First time buyers are bearing the brunt of spiralling house prices.
According to the Office for National Statistics (ONS), first time buyers paid 10% higher on average for a home during March 2014 than the same month a year before.
That compares with an annual rise of 8% in the price of an average home, to £252,000. And owner-occupiers only paid 7.1% more on average for a new property over the year.
House prices are rising across the UK because of a revival in housing demand and a severely constrained supply of new homes.
Ultra-low interest rates, schemes such as Help to Buy to make mortgages cheaper, and the strengthening economic recovery are all key factors in pushing up demand. In London, flows of foreign investment in property are also pushing up housing demand.
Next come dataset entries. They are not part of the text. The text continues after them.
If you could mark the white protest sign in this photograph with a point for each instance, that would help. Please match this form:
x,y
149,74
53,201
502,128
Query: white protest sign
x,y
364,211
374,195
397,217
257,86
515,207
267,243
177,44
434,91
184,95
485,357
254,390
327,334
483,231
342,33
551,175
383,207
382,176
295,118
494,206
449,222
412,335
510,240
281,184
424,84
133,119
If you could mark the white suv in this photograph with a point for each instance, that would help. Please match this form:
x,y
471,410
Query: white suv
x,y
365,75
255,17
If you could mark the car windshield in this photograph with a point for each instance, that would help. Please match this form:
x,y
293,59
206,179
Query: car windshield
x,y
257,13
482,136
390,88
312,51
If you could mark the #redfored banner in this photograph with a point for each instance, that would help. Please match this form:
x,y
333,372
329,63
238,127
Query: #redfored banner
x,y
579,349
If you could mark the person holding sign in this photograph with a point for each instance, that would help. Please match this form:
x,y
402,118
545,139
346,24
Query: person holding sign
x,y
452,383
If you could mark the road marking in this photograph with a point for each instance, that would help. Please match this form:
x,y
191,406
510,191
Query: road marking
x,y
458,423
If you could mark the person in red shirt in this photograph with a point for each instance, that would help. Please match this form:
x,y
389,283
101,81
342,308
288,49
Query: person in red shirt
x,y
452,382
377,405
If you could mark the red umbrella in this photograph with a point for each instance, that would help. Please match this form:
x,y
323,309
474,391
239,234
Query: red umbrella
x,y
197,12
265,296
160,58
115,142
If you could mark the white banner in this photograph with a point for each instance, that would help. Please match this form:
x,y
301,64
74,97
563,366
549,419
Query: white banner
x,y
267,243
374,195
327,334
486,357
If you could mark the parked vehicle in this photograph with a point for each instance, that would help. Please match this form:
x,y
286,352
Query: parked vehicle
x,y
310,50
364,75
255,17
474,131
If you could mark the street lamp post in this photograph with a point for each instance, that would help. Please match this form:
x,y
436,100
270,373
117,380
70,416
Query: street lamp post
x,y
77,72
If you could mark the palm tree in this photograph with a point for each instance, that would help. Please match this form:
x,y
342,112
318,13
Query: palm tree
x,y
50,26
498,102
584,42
But the government's own estimates show how far short the supply side is falling. It puts the annual need for new homes at 290,500 until 2030.
House building levels are currently running at a rate of around 145,800 a year, though they are increasing.
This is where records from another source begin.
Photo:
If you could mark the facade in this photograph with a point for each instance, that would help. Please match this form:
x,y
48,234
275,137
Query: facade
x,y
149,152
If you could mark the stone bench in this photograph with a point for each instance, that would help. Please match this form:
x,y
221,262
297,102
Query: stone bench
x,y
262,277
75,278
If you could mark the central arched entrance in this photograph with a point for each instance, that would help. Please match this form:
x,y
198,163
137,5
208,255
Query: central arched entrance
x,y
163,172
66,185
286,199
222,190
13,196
Attempts are being made to limit riskier mortgage lending. New rules for lenders with tougher affordability tests for borrowers were imposed by regulators at the end of April.
Interest rates are set to rise in early 2015 as the Bank of England grows more confident in the strength of the economic recovery and looks to hike its benchmark rate from its record-low 0.5%.
This will increase the cost of a mortgage and apply the brakes slightly to housing demand, which should in turn hold down price growth.
And the Bank of England's Financial Policy Committee, which has broad powers over the banking sector, stands ready to tighten credit conditions if it sees any sign of a bubble forming.